We didn’t know Mooney had a broken collarbone and that all of these things might happen; only the Falcons did. The fact that they didn’t seriously consider trading for or attempting to sign a receiver with a history of at least borderline starting-caliber production knowing what they knew feels like malpractice now, and had we known the full extent of the injury, it would have felt like malpractice heading into Week 1. All non-London and Mooney receivers for the Falcons—a list that includes McCloud, Casey Washington, David Sills, and KhaDarel Hodge—have combined to catch 18 passes for 202 passes and zero touchdowns, or a measly 10% of Penix and Kirk Cousins’ completions and yards. Mooney himself, with his 13 catches and 190 yards, has provided a little less than that; that leaves 80% of Penix’s production in the hands of Bijan, Pitts, London, Tyler Allgeier, and Charlie Woerner. No credible passing game, especially one that likes to run a lot of three receiver sets, can live with that production from its #2 and #3 receivers, especially when that #2 is struggling as much as Mooney has been. Predictably, the Falcons have been sinking, a problem exacerbated by Penix’s accuracy woes.

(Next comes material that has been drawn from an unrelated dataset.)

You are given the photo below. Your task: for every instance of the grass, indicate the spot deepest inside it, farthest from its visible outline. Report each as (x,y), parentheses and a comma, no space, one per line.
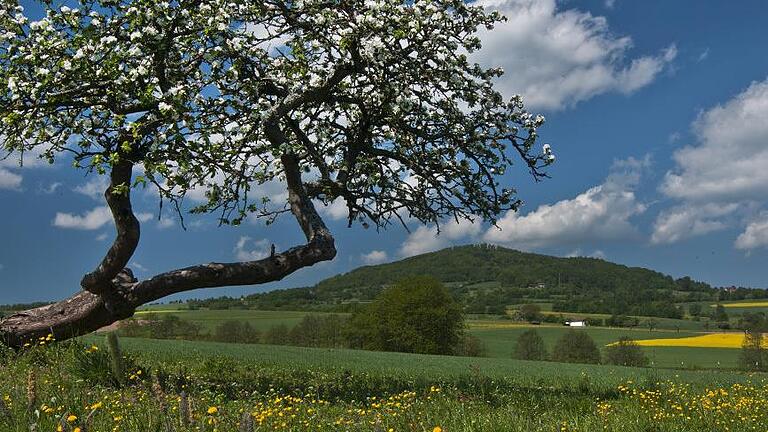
(209,319)
(415,366)
(299,389)
(498,335)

It’s too late to do anything about it now, and the team is left to hope that Mooney and Penix will iron out their connection and Mooney can return to the high-level receiver play we just saw from him in 2024, which clearly has been their plan all along. But by virtue of hoping Mooney would beat the standard timelines for a serious injury with no compelling contingency plan, the Falcons took an awful risk with what was supposed to be an ascendant passing game. That risk has very clearly blown up in their faces, as they’re now 3-6 with a struggling offense and passing attack, an outcome an injured Mooney has unfortunately played a role in—and absorbed significant heat for from fans and analysts along the way.
Had the team been more honest with the outside world and themselves, the Falcons could have spared Mooney criticism and perhaps eased him in more gracefully, with another receiver filling in while that happened. We’ll never know now, of course.